The trend began just after World War II, with books like Our Plundered Planet by Fairfield Osborn and Road to Survival by William Vogt, published in 1948, Spaceship Earth by Barbara Ward in 1966, and The Population Bomb by Paul Ehrlich in 1968, and Limits to Growth by the Club of Rome in 1972. These books all contended that too many people are using up too few resources.
Unitarian Universalists bought into the Malthusian mind set implicit in these works. At the 1970 General Assembly, they cited two hundred UNESCO scientists from fifty different countries who in 1968 had come to the conclusion “that within a period of approximately twenty years the life process on earth will be seriously threatened if not in fact dead, unless major changes are made immediately.” As we noticed, life was still flourishing in 1988.
The 1970 UUs were “convinced that man’s survival as a species is imperiled by his mushrooming technology and his excessive breeding rate.” They claimed “many distinguished ecologists believe that environmental problems are not ultimately solvable by mere [sic] science and technology.”

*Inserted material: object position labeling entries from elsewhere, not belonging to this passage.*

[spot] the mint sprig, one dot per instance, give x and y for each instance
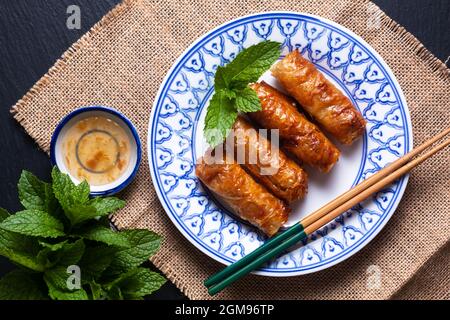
(60, 227)
(232, 94)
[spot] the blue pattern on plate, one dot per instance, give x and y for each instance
(343, 57)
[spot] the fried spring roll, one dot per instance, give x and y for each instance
(268, 164)
(319, 97)
(299, 136)
(247, 198)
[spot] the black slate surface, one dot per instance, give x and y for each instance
(33, 35)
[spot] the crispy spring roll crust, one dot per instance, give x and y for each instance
(245, 196)
(319, 97)
(299, 136)
(278, 173)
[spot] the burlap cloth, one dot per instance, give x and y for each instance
(121, 63)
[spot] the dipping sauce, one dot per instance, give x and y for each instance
(97, 150)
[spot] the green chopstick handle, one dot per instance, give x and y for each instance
(259, 261)
(269, 244)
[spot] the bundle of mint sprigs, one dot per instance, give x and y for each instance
(65, 248)
(232, 94)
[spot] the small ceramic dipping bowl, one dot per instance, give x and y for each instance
(97, 144)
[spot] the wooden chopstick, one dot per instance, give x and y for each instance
(371, 180)
(274, 246)
(323, 220)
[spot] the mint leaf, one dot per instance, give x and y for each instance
(35, 194)
(58, 278)
(63, 254)
(138, 282)
(46, 256)
(144, 244)
(70, 253)
(57, 294)
(97, 232)
(21, 285)
(247, 101)
(20, 249)
(53, 246)
(74, 199)
(219, 79)
(231, 91)
(115, 294)
(97, 291)
(250, 64)
(104, 206)
(220, 118)
(95, 260)
(3, 214)
(33, 223)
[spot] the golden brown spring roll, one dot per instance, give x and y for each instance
(319, 97)
(299, 136)
(268, 164)
(247, 198)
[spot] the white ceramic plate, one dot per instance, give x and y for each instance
(175, 140)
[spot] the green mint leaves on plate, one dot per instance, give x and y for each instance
(232, 94)
(60, 228)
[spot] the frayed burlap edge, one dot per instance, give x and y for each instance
(411, 43)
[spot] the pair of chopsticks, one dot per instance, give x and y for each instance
(319, 218)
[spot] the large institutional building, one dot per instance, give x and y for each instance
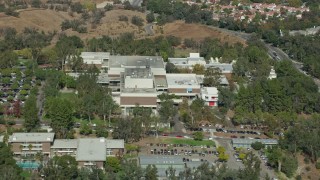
(138, 80)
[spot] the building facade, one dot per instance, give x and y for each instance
(25, 144)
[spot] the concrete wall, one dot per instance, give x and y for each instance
(182, 90)
(138, 100)
(138, 82)
(99, 164)
(15, 147)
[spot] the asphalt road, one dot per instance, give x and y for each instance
(148, 29)
(234, 164)
(274, 52)
(136, 2)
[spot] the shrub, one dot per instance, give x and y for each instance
(308, 168)
(85, 129)
(123, 18)
(11, 123)
(306, 160)
(198, 136)
(11, 12)
(257, 146)
(137, 21)
(101, 132)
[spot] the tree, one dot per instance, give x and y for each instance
(8, 167)
(289, 165)
(85, 129)
(171, 173)
(223, 157)
(150, 17)
(30, 114)
(198, 136)
(113, 163)
(151, 172)
(275, 157)
(257, 145)
(212, 77)
(60, 112)
(17, 109)
(251, 167)
(101, 132)
(167, 110)
(36, 3)
(136, 20)
(66, 47)
(8, 59)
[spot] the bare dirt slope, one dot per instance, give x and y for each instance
(198, 32)
(46, 20)
(49, 20)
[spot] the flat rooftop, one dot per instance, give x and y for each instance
(115, 143)
(31, 137)
(103, 78)
(95, 55)
(187, 61)
(91, 149)
(225, 68)
(138, 73)
(182, 79)
(160, 82)
(250, 141)
(160, 160)
(209, 90)
(65, 143)
(136, 61)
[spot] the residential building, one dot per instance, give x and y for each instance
(194, 58)
(138, 80)
(272, 74)
(162, 163)
(115, 147)
(210, 96)
(31, 143)
(183, 85)
(91, 152)
(246, 143)
(62, 147)
(99, 59)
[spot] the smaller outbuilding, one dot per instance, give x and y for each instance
(246, 143)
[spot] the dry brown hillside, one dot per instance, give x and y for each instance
(198, 32)
(49, 20)
(46, 20)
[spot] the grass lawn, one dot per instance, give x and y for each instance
(68, 96)
(26, 174)
(189, 141)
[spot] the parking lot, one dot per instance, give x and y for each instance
(15, 86)
(185, 151)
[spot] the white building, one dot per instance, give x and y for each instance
(210, 96)
(99, 59)
(272, 74)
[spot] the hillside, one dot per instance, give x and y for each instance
(198, 32)
(49, 20)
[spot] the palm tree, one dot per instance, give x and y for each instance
(30, 147)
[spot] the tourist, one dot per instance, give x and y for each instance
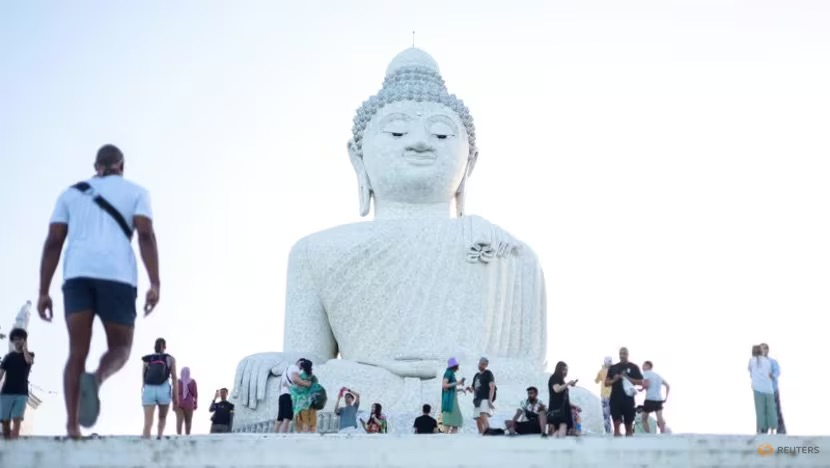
(14, 395)
(285, 411)
(559, 417)
(605, 393)
(159, 371)
(760, 373)
(188, 394)
(100, 276)
(776, 372)
(377, 421)
(450, 411)
(301, 399)
(653, 383)
(222, 418)
(484, 390)
(530, 417)
(425, 424)
(348, 413)
(622, 378)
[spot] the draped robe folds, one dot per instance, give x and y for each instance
(416, 290)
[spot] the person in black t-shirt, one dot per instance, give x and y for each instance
(425, 424)
(559, 415)
(622, 377)
(14, 395)
(484, 393)
(222, 413)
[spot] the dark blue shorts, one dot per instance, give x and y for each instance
(113, 301)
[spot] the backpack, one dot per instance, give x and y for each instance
(318, 395)
(158, 369)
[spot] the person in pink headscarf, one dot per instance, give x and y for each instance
(188, 393)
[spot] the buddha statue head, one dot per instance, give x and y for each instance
(413, 142)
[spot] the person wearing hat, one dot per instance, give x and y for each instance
(450, 386)
(97, 218)
(14, 372)
(484, 395)
(605, 393)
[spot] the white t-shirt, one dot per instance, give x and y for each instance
(760, 369)
(96, 245)
(286, 384)
(654, 392)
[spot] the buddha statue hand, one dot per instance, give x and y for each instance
(418, 369)
(253, 372)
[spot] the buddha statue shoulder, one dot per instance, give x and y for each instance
(385, 302)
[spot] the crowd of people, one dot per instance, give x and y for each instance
(100, 279)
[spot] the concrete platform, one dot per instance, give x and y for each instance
(261, 450)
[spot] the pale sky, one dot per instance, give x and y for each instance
(668, 162)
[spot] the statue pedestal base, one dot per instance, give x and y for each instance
(403, 398)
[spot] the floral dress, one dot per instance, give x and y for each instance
(450, 411)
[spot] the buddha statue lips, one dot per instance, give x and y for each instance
(396, 296)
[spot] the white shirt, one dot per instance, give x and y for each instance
(96, 245)
(286, 384)
(654, 392)
(760, 369)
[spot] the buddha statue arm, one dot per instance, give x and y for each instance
(307, 326)
(307, 334)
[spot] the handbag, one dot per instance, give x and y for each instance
(84, 187)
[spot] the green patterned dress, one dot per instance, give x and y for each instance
(450, 411)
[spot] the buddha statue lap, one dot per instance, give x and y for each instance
(395, 297)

The 1970 UUs didn’t understand that technology and ecological carrying capacity are inversely related. For instance, the Green Revolution saved a billion people who would have starved without its technology. According to Vogt. “It is obvious that fifty years hence the world cannot support three billion people.” Maybe the world couldn’t have supported three billion people with 1948 technology, but with better technology it supported seven billion people sixty years later with a smaller fraction of them in poverty than in 1948. Life expectancy has increased; infant mortality and family size have decreased.
Instead, the UUs claim, to solve environmental problems: “A new religious emphasis is needed which includes a deep reverence for the diversity of life and understands people’s dependence on the planet’s life system. Such an awareness would lead to a new life style which is balanced ecologically.” How this would play out is unspecified. On a practical level, UUs were supposed to bear no more than two children, as well as campaign for more environmental legislation and support the UUSC in its population control efforts.
Small Is Beautiful by Fritz Schumacher in 1971 advocated small local economies to address environmental problems. Forty-five years later UUs believe the economy should be local based rather than world based even though we have an historical example of local based economies. These local economies were called the Dark Ages for good reasons: famine, illiteracy, violence, and religious wars. Belief in the food mile fallacy (buying local saves fuel) is rampant in UU circles despite the math that shows big trucks can transport more pounds of food per gallon of fuel than the family car traveling to a family farm.
Books predicting imminent catastrophe continued to be published by such authors as Al Gore, Bill McKibben, James Hansen, Vandana Shiva, and David Korten. These doomsayers have been so persuasive that a cottage industry to cure environmental despair has emerged, for example Joanna Macy’s Active Hope groups. However, in these groups the participants are not confused with the facts of decreased poverty and infant mortality, increased wealth and life expectancy since 1970.
History shows Unitarian Universalists could have trusted the dawning future in 1933 and in 1970. I believe the future can still be trusted in 2015.